I do feel it's fortunate that Boris Johnson is not still PM of Britain now or he would somehow want to put himself in the spotlight probably. I see in one of our main online news outlets that she has been referred to as Elizabeth or the queen without a capital letter. This seems a bit disrespectful to me.
I can't see NZ becoming a republic any time soon, especially as Maori see they signed the Te Tiriti o Waitangi with Queen Victoria and see that as their founding document with the English. And most NZers are quite happy as far as I can tell with the status quo.
Green George Censura
Posts : 805 Join date : 2018-10-19 Location : Kingdom of Mercia
Subject: Re: The RIP Thread Fri 09 Sep 2022, 01:32
Vizzer wrote:
Temperance wrote:
I stopped being a source of illumination for anyone a long time ago.
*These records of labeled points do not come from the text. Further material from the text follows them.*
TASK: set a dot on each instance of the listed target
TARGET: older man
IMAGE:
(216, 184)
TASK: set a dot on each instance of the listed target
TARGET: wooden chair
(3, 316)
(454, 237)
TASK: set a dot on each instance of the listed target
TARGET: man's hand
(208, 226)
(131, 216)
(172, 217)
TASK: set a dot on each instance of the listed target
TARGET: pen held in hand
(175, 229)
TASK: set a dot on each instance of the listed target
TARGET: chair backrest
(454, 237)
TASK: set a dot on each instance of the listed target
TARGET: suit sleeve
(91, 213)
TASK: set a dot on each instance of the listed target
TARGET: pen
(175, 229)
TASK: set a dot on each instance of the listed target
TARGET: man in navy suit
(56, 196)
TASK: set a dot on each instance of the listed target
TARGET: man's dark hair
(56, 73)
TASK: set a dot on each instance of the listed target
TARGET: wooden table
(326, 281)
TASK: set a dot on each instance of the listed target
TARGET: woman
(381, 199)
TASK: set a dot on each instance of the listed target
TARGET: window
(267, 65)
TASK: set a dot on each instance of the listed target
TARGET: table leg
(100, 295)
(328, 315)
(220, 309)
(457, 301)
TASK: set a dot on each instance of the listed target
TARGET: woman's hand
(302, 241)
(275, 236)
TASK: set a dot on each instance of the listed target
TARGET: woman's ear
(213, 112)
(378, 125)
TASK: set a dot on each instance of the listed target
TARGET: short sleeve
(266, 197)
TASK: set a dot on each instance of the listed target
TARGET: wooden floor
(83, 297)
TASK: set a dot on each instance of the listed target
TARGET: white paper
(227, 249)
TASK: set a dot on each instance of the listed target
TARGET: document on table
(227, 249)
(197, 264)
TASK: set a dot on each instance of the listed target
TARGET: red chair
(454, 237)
That's simply not true Temp. Yours are often the most insightful of postings and can sometimes throw light on topics in ways which others might not have thought. Only today, for example, on the Words thread you pointed out that the first Elizabeth referred to herself as 'your Prince'. This was uncannily timely as it has helped me reframe the old prayer for the dead to suit today's sorrowful tidings:
"Of your charity pray for the soul of the most gracious, noble dame prince, our late sovereign lady Queen Elizabeth the Second."
Tend toward Lady Jane Grey's "Good people, pray for me while I still live". Not really Protestant to pray for the soul of the deceased.
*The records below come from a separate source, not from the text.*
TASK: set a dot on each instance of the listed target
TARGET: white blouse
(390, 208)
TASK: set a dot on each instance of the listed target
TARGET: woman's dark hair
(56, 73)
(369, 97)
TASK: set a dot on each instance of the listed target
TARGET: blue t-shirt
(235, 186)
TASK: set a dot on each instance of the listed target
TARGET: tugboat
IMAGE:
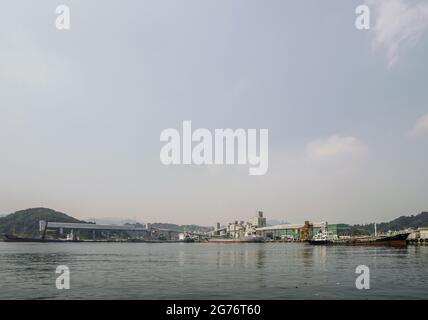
(323, 237)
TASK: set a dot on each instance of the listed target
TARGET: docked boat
(13, 238)
(397, 239)
(250, 238)
(322, 238)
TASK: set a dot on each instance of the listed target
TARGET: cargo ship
(397, 239)
(244, 239)
(13, 238)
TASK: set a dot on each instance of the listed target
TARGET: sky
(81, 110)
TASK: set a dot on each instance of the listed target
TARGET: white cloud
(399, 24)
(420, 127)
(335, 147)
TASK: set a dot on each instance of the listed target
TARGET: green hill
(25, 223)
(401, 223)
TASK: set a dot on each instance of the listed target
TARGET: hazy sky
(81, 111)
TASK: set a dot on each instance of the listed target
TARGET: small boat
(321, 238)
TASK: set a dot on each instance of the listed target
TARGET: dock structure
(73, 229)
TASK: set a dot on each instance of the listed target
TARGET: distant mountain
(401, 223)
(26, 222)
Temperance Virgo Vestalis Maxima
Posts : 6895 Join date : 2011-12-30 Location : UK
Subject: Re: The RIP Thread Fri 09 Sep 2022, 07:20
Thank you for kind words, Viz. Cheered me up no end.
I've been thinking about the death of Elizabeth I, too, and how the nation is stunned today in 2022, just as it was in March 1603. The country knew then - and now - that even "lasses unparalleled" must die, but somehow our late Queen, like her Tudor predecessor, seemed immortal. Here is John Stow:
Westminster was surcharged with multitudes of all sorts of people in their streets, houses, windows, leads and gutters, that came to see the obsequy, and when they beheld her statue lying upon the coffin, there was such a general sighing, groaning and weeping as the like hath not been seen or known in the memory of man, neither doth any history mention any people, time or state to make like lamentation for the death of their sovereign...
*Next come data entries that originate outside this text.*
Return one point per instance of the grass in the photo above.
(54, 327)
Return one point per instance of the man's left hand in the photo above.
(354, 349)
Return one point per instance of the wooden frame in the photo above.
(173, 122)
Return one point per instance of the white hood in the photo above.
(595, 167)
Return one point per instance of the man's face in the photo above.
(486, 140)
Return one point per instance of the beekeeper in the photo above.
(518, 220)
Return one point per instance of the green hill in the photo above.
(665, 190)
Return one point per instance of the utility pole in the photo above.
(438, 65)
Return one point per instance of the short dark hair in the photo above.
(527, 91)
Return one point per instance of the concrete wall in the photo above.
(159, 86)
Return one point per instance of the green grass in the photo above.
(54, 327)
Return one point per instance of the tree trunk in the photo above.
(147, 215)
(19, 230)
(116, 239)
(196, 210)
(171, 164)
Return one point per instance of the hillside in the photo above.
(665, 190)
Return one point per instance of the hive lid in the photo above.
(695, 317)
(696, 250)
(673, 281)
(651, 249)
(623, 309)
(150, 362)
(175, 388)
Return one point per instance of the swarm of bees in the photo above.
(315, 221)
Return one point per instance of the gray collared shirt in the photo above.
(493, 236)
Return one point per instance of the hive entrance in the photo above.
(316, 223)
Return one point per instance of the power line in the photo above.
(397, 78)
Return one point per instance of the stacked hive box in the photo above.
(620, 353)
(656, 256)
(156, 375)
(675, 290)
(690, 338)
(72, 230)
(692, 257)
It's not the maudlin outpourings that followed the death of the late Diana, Princess of Wales, just the realisation that we are waking up to a new era.
GG's comment about that brave, if fanatical, Protestant child's request for no prayers for her once she was dead was so interesting. I noticed with surprise that last night Lambeth announced that all Anglican churches will be open today, so that we can all go and pray for our departed monarch. This Archbishop always manages to get it wrong. Not that obscure Protestant theology really matters to many people these days, but I rather think our departed "Prince" does not need praying for - the rest of us here do, including her son, the new King, and his newly appointed Ministers of State. Thinking of the latter, one can only offer up a fervent prayer: "God help us."